Another approach that can help is trying out certain exercises such as:

  • Basic Motion Exercises-Even just moving the affected area as quickly as a day or two after the injury can really help with blood flow. Obviously, you need to stop immediately if you feel any pain. But trying out a full range of motion as soon as you can when the swelling is down enough is a good idea. It’s also recommended that you do some stretching carefully and slowly with your toes, flexing them and stretching them out slowly as needed. This can reduce the possibility of permanent tightness.
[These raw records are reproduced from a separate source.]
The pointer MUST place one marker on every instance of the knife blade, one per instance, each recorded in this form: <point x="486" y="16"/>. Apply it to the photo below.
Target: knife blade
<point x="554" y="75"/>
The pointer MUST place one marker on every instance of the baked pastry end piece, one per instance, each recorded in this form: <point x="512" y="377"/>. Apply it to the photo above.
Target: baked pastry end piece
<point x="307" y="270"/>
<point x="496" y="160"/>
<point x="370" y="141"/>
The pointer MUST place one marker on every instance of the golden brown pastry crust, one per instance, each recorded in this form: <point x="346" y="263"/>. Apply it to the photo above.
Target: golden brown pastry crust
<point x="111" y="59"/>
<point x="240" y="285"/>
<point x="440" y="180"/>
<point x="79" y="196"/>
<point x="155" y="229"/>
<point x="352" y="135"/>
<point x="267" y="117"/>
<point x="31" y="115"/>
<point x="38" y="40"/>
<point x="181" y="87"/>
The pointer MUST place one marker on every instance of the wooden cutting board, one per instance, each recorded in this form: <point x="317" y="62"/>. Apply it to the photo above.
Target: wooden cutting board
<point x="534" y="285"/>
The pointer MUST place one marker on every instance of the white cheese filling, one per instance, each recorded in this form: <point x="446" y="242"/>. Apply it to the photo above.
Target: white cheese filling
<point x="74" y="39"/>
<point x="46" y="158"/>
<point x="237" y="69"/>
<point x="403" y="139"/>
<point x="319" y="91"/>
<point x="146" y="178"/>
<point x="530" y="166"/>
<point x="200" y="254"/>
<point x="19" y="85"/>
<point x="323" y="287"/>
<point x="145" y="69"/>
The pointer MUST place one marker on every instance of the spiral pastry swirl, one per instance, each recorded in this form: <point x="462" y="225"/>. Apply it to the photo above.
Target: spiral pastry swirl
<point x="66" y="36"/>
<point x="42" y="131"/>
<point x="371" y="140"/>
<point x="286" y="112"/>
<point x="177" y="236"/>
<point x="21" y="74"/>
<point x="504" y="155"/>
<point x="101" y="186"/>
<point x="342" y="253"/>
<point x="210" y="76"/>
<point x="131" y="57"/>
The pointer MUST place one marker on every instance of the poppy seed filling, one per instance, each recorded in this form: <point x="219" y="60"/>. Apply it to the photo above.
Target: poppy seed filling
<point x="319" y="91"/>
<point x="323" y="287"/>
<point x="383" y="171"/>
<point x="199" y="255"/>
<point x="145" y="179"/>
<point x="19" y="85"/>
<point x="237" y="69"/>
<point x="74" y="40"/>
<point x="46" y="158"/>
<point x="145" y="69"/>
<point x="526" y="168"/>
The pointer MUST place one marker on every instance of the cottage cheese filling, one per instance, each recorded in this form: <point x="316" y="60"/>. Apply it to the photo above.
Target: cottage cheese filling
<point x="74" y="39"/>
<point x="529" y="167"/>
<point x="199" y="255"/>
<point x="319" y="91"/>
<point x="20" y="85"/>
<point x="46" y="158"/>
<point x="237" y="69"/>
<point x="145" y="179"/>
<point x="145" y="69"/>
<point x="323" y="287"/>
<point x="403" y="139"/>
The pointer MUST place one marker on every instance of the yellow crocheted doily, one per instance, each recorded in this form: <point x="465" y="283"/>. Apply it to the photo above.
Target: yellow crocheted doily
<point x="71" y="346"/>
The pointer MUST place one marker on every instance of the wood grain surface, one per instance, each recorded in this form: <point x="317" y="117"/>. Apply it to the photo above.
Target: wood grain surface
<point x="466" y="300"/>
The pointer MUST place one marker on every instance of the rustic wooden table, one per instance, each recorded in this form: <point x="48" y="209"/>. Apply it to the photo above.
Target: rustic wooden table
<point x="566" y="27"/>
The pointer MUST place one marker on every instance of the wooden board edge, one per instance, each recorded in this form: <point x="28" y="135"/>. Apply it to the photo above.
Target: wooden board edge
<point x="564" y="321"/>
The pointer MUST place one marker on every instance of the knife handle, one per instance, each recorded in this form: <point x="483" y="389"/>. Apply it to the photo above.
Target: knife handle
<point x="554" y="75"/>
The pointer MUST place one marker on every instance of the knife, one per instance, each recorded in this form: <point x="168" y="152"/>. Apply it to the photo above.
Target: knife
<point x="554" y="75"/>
  • The Curl Approach-One innovative exercise approach is to sit down and put a small towel on the floor near you. Make sure that the surface of the floor is a smooth one such as hardwood. Then you curl your toes and try to grab the towel at one end until it’s bunched up there. Then you release the towel, straighten your toes a bit, reach further down the towel and try again, bunching up the towel further down its length. Then, you can go in the other direction, smoothing the towel out and pushing it away from you. This can help create strength and range of motion in your toes again. If pain or swelling occurs, always stop immediately.
  • Alphabet Exercises-In order to encourage reaching a full range of motion in your toe, you can move your ankle and toe as if you were writing the alphabet in the sand with your two. This helps make sure you get all the range of movement with the digit.